Under the SECURE framework, we will generate physics-based hybrid and 3D numerical broadband simulations of ground motions at thousands of sites providing an alternative tool to the empirical data and models.
Integrating empirical and synthetic ground motion parameters is one of SECURE’s main interests, particularly in areas characterized by high hazard levels as near-fault regions, where shaking is most significant, and few recorded data are available from large earthquakes.
SECURE will evaluate, test, and validate the predicted ground motions against the seismic recordings and macroseismic intensity (MI) data available in the study area. The ranking scheme will be used in accordance with well-established engineering metrics and rules (e.g., fragility curves for different types of structures as a function of the ground motion intensity measure of interest) to provide direct means for engineering applications.
A systematic and multidisciplinary study, together with a large amount of available data, will help comprehend the connection among physical parameters of the Earth, capture the complex physics of earthquake rupture and 3D regional wave propagation, and site responses and improve current techniques to better predict ground motions for future large earthquakes in the Central Apennines.

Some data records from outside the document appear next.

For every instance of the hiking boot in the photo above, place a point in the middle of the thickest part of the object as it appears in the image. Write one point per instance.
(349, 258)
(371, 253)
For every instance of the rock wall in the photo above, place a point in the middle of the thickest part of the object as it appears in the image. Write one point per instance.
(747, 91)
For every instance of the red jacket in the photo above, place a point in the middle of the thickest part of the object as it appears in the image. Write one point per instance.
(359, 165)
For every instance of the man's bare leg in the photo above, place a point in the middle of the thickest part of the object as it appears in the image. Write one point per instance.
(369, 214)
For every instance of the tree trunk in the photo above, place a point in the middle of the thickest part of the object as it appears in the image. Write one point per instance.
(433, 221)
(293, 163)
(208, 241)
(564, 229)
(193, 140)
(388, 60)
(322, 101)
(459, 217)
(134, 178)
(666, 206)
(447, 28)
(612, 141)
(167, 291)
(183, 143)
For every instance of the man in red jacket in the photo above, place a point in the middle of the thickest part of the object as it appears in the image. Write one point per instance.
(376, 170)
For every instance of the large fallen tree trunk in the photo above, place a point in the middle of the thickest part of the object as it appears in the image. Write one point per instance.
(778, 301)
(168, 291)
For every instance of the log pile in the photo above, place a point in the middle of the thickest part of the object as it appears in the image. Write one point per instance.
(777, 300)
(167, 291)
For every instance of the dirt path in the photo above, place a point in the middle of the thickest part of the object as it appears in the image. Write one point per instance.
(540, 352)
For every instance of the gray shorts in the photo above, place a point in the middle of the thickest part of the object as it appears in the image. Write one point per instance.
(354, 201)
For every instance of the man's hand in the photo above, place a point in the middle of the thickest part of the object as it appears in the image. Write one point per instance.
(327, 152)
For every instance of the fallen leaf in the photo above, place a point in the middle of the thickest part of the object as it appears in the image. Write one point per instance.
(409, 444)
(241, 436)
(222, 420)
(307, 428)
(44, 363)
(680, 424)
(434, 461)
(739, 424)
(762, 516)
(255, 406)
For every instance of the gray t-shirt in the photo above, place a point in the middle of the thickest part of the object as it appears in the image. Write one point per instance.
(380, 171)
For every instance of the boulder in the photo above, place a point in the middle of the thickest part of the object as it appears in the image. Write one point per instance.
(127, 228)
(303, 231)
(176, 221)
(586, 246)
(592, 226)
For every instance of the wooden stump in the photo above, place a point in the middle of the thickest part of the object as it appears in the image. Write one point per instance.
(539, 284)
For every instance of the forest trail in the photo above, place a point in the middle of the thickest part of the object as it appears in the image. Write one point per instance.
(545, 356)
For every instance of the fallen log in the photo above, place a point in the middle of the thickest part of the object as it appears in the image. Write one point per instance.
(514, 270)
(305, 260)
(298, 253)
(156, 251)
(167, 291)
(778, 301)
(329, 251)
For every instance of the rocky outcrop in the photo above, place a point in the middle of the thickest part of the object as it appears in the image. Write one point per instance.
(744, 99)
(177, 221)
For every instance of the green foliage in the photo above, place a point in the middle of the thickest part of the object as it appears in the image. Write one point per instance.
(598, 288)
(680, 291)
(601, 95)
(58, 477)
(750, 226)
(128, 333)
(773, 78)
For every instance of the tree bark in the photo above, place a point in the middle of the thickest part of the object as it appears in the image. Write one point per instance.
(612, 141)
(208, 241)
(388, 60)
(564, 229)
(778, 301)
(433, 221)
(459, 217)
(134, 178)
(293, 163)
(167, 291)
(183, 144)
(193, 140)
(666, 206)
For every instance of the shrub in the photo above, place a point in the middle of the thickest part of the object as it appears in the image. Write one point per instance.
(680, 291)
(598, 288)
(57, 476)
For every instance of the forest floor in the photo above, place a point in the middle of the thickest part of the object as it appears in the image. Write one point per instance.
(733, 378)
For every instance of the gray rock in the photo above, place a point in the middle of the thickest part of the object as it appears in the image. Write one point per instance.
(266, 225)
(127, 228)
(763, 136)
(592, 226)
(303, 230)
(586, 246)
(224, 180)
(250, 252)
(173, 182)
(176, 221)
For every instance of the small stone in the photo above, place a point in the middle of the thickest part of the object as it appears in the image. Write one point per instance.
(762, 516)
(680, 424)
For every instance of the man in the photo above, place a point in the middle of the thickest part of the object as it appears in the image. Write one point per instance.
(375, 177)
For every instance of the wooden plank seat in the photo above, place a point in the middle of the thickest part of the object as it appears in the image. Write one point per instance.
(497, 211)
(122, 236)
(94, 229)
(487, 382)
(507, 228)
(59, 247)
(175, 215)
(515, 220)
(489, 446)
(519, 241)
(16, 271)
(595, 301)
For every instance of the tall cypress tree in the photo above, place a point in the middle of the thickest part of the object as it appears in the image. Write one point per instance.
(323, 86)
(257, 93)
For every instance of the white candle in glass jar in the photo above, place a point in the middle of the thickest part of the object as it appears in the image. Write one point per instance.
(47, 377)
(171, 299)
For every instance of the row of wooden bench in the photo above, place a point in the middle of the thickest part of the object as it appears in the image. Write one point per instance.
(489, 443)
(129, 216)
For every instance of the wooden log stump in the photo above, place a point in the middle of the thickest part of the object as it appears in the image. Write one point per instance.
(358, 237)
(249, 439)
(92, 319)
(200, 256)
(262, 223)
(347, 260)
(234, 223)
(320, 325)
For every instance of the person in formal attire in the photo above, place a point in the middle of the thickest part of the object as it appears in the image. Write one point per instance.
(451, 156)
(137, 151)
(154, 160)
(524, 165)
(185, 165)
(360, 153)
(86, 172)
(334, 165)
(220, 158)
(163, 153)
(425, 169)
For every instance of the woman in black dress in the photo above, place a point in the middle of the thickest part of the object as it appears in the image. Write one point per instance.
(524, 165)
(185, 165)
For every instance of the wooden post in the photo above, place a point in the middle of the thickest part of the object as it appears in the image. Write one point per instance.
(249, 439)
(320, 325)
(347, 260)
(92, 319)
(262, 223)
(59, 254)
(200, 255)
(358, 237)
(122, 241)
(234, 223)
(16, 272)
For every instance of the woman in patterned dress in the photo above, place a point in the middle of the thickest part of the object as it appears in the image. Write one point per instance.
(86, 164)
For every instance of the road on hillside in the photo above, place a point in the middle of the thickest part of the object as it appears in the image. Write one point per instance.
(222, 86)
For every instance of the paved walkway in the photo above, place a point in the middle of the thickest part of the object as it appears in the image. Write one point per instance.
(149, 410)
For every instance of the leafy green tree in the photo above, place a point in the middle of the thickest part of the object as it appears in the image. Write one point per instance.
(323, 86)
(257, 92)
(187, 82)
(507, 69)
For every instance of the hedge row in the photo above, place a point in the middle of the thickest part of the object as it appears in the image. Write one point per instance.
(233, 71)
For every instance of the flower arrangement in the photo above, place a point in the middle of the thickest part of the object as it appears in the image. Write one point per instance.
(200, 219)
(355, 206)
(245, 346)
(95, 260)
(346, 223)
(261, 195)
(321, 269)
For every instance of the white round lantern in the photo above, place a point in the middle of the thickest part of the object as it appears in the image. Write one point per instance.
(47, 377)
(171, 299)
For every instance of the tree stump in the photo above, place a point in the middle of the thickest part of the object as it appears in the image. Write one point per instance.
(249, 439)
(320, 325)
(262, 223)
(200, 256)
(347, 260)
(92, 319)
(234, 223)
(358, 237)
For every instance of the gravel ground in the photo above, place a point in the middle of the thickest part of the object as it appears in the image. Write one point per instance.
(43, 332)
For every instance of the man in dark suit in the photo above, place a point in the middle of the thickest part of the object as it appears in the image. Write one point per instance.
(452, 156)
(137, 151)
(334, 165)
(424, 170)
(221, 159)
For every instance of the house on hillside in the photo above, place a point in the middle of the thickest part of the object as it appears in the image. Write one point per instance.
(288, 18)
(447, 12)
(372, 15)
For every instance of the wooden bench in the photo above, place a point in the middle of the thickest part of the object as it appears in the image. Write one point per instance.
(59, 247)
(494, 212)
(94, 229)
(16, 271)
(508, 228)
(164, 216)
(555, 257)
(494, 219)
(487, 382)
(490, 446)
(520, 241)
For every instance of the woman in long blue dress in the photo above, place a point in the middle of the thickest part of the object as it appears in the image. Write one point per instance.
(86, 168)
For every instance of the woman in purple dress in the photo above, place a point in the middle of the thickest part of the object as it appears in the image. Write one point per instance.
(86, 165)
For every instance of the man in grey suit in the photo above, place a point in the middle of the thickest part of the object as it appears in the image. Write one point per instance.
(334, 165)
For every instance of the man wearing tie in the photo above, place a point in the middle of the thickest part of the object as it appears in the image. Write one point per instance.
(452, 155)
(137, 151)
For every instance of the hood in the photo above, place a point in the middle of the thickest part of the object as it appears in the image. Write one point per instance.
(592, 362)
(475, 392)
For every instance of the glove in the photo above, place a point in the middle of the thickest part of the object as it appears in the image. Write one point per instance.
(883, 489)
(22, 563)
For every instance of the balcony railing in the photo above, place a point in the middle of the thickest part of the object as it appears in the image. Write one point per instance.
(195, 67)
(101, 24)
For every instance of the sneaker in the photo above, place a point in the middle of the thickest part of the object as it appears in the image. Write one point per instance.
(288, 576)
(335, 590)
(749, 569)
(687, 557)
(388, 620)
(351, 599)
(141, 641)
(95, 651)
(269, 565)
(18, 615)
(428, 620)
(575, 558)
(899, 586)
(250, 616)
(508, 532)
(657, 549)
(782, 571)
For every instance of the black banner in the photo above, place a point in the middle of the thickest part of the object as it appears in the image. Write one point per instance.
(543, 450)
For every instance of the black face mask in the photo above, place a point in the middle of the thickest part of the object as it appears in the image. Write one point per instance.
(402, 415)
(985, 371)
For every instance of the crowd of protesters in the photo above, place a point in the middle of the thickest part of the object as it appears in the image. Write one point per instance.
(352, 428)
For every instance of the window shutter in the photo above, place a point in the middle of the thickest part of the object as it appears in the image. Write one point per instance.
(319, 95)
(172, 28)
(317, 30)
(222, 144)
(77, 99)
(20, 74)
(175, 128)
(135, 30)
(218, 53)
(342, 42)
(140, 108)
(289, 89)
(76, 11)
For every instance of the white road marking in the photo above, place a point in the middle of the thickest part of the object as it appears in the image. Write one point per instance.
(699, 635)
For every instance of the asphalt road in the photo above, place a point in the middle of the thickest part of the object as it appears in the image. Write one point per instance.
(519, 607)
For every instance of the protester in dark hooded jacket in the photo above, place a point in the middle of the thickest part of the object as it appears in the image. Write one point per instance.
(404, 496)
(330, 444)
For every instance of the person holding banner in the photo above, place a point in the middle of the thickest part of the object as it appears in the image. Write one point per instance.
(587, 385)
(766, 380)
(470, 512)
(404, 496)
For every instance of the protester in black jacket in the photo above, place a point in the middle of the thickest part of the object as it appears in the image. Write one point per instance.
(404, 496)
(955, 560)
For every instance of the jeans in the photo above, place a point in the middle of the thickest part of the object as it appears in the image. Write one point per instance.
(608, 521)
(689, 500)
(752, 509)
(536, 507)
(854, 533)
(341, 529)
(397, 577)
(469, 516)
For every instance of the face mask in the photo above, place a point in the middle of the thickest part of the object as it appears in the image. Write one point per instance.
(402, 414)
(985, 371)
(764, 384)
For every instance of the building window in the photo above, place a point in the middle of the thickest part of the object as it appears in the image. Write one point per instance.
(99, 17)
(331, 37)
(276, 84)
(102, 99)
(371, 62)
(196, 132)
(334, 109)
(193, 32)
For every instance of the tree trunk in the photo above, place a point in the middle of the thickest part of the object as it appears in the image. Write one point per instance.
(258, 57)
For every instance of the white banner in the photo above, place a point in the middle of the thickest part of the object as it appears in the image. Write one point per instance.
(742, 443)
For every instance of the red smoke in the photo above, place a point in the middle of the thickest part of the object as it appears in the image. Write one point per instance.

The strategy proposed in SECURE can easily be transferred and applied to other seismically active regions.
SECURE is conceived from the desire to answer the following questions:
- How should we improve the ground motion predictions in central Italy?
- What is the impact of earth structure, basins, topography, source rupture heterogeneity (kinematic, dynamic, and geometrical), and seismic wave attenuation on the estimated ground motions at a given site?
- Do non-ergodic ground-motion models, including spatial and temporal non-stationarity, improve the prediction capability of ground shaking, also during a seismic sequence?
- Can physics-based earthquake ground-motion simulations be defined as ground-motion prediction?
- Is it possible to decrease the variability by calibrating temporal non-stationary GMM that implicitly includes parameters describing the dynamic of rupture processes (e.g., stress drop, apparent stress)?
- Can we validate the empirical relationships between macroseismic intensity and recorded ground motion using statistical tests?
- Can we develop a validation test for GMMs for performance assessment in engineering applications?
- Do the regionalized hybrid GMMs derived from the simulations and non-ergodic predictions perform better than existing GMMs in Central Italy?
As one of the essential points, SECURE will encourage research activities on ground motion modeling and validation topics integrating innovative and consolidated approaches, sharing the knowledge and experiences with several international/national researchers and experts from Lawrence Livermore National Laboratory, LLNL (USA), Centro de Investigacion Cientifica y de Educacion Superior de Ensenada (Mexico), Helmholtz Centre Potsdam, GFZ and University of Mainz (Germany), University of Bogazici, KOERI (Turkey), and University of Prague (Czech Republic), University of Calabria, UNICAL, University of Federico II, Napoli. SECURE will bring together 29 INGV and ten external national/international researchers from different Institutes/Universities/Departments. SECURE will also collaborate with other ongoing projects on various topics that may offer valuable knowledge in the study area.